Hi everyone, I hope you’re all having a good end to the week. As usual, I’m passing on the chat transcript and a brief recap of our session this Tuesday.
I wanted to pause and say thank you to you all for the feedback about the program so far. @me.monicabrown and I are doing some thinking about how to integrate some of your suggestions into our current program structure. If you have more to share, please do let us know.
Resources
- Transforming Humanities Texts: Join the Team!
- Writing and Publishing in Digital Environments: Now Inviting Contributors Across Disciplines!
- Liquid Margins 21: Social Annotations Online and On-campus (featuring @misbell)
- CFP for OE Global (thanks for the heads-up @stacy.katz)
-
Making Classrooms Antiracist with OER and Open Pedagogy - I’ll add in addition to this resource that @woodcockd shared:
- Social justice, equity, diversity and inclusion (“S-JEDI”) group resources - readings/workshop model that you could use with your own faculty/educators
- Resources for fighting racism in publishing and pedagogy
- It’s (Not) in The Reading: American Government Textbooks’ Limited Representation of Historically Marginalized Groups (thanks Stacy)
- Brandon University (BU) Cares (thanks @mcdougallc )
- The Journal of Interactive Technology and Pedagogy
- Accessibility Assessments (fyi - @harriet.fayne, sorry I missed this question in the chat ):
- Writing statements and an example statement from Math for the Trades and the Rebus Guide
- Digital content accessibility checklist
Stacy - it looks like the examples of the book under going open peer review is no longer on the link you shared. Do you know if the review period is closed? Or have another example, perhaps?
Recap
Feedback and review is a chance for you to share your book with subject experts and ensure that the content is appropriate, accurate, and adequately covers the material. Collaborators will read through content and provide critical suggestions to improve the resource for its intended audience. The presence of review on your OER signals to a prospective adopter that the work has passed through rigorous quality control, and that its content is suitable for use in the classroom. In so doing, it acts as good advertising for the efficacy of your resource.
We’ve identified different types of review processes that can be carried out on your book:
- Peer review (pre-publication): It is conducted by subject-matter experts and is a common marker that ensures quality of educational content. It can be a prerequisite for adoption or even submission to repositories. We group peer review into anonymous (most traditional, has prestige value to some groups), non-anonymous (lets you credit reviewers and set up a dialogue with authors, and open (most transparent & collaborative, letting others join in).
- Accessibility review: All creators should ideally find an accessibility practitioner to conduct a set of final checks on the books to see what accessibility standards are met, and to identify areas for improvement.

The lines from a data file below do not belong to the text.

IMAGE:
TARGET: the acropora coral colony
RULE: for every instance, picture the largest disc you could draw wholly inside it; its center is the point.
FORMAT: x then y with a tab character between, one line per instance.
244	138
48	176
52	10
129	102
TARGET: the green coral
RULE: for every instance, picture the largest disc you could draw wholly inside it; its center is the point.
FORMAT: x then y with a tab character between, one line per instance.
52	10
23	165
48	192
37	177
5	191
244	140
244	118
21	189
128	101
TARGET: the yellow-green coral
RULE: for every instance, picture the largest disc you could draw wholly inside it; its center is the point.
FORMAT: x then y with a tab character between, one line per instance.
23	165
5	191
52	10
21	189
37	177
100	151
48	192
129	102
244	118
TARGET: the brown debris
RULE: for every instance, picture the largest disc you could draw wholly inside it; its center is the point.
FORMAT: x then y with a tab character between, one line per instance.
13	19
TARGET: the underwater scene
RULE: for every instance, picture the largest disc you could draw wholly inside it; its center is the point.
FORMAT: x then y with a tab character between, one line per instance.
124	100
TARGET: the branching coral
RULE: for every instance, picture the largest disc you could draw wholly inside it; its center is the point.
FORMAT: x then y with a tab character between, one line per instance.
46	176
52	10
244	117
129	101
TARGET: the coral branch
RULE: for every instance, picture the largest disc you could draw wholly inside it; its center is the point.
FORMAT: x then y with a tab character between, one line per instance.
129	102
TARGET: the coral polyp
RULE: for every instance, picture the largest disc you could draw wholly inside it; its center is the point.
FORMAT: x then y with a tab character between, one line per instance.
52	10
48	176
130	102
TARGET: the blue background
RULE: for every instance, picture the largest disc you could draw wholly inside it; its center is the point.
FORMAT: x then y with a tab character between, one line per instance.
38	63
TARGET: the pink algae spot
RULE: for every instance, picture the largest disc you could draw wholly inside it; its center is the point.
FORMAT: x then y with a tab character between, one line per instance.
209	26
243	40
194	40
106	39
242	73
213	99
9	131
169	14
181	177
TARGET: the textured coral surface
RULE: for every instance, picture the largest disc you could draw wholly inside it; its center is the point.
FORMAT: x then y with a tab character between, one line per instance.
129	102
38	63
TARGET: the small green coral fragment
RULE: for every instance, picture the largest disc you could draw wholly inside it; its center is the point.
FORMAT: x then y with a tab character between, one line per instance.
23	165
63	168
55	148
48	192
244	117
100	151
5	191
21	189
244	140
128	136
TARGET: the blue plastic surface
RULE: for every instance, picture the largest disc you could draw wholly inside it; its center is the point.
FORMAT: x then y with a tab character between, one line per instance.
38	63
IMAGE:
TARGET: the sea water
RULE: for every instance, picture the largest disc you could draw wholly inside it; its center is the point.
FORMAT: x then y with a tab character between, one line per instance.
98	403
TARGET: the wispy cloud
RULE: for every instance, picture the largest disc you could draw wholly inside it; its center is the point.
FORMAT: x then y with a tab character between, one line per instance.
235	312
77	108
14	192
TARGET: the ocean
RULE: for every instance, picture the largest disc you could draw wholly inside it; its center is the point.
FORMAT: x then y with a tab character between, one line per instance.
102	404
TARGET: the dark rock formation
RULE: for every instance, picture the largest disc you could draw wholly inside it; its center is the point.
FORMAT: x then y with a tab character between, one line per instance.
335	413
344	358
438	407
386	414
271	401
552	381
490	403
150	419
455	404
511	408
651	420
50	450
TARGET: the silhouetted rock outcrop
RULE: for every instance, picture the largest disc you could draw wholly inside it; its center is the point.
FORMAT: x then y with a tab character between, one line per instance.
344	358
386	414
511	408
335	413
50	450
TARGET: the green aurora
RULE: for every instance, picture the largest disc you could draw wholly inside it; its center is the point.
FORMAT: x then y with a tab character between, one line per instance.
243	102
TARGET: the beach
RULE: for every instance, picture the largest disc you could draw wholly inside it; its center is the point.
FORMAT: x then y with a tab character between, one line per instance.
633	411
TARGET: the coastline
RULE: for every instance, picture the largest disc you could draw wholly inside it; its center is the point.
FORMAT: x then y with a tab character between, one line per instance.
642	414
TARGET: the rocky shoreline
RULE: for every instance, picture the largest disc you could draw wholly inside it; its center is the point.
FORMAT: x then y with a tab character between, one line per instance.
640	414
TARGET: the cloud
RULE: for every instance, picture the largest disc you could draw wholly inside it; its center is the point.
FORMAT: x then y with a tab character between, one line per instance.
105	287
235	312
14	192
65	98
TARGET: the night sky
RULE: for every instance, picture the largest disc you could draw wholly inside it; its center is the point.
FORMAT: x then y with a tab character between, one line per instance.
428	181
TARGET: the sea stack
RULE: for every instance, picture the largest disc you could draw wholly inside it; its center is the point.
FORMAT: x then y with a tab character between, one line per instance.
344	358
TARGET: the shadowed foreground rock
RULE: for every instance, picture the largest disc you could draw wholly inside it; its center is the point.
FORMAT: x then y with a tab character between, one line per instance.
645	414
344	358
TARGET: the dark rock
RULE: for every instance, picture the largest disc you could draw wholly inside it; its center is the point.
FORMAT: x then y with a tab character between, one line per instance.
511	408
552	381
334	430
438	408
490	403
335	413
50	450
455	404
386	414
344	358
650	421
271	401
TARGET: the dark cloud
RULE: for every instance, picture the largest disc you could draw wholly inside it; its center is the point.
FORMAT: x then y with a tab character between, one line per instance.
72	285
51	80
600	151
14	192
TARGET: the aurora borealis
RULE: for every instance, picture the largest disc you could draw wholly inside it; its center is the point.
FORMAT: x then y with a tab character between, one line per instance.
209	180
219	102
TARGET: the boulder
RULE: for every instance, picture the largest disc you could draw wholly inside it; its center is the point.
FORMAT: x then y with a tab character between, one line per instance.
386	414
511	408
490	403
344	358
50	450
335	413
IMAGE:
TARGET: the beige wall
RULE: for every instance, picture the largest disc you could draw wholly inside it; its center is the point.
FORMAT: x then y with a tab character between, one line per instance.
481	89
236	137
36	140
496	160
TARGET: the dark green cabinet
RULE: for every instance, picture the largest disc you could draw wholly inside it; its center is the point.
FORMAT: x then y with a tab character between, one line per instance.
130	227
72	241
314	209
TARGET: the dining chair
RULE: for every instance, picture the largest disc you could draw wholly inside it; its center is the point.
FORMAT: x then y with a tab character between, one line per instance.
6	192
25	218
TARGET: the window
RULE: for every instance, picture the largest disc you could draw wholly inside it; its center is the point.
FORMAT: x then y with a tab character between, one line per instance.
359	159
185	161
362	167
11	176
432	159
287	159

- Classroom review: Think of this as a trial run of your resource in the classroom setting, and an opportunity to include student voices in the publishing process. Feedback can be gathered both from the instructor using the book to teach as well as the students using the book to learn. Try to identify some academic and non-academic measures as you gather comments from the classroom.
- Feedback via project discussion: All resources should contain a pathway for anyone to provide feedback about the book. These openings may even help recruit other collaborators to work on revisions and other post-publication tasks.
- Post-publication review: These can be collected in repositories, journals, from adopters, and are important to show that the book is being used and having an impact. They are also extremely helpful to promote further improvement of the book and more adoptions, especially if posted on a public site.
With each type of review, you should adequately prepare for the process prior to recruiting reviewers. Collaborate with your existing team to confirm what you would like to get out of each type of review. Once you have your reviewers confirmed, managing the process is fairly straightforward. The review process doesn’t end once reviewers hand in their feedback — we suggest you thank reviewers and keep them engaged and enthusiastic about the resource (take a look at the slides for more details). At heart, review is about bringing more hands on deck to invest in your resource and help it grow with their feedback and input.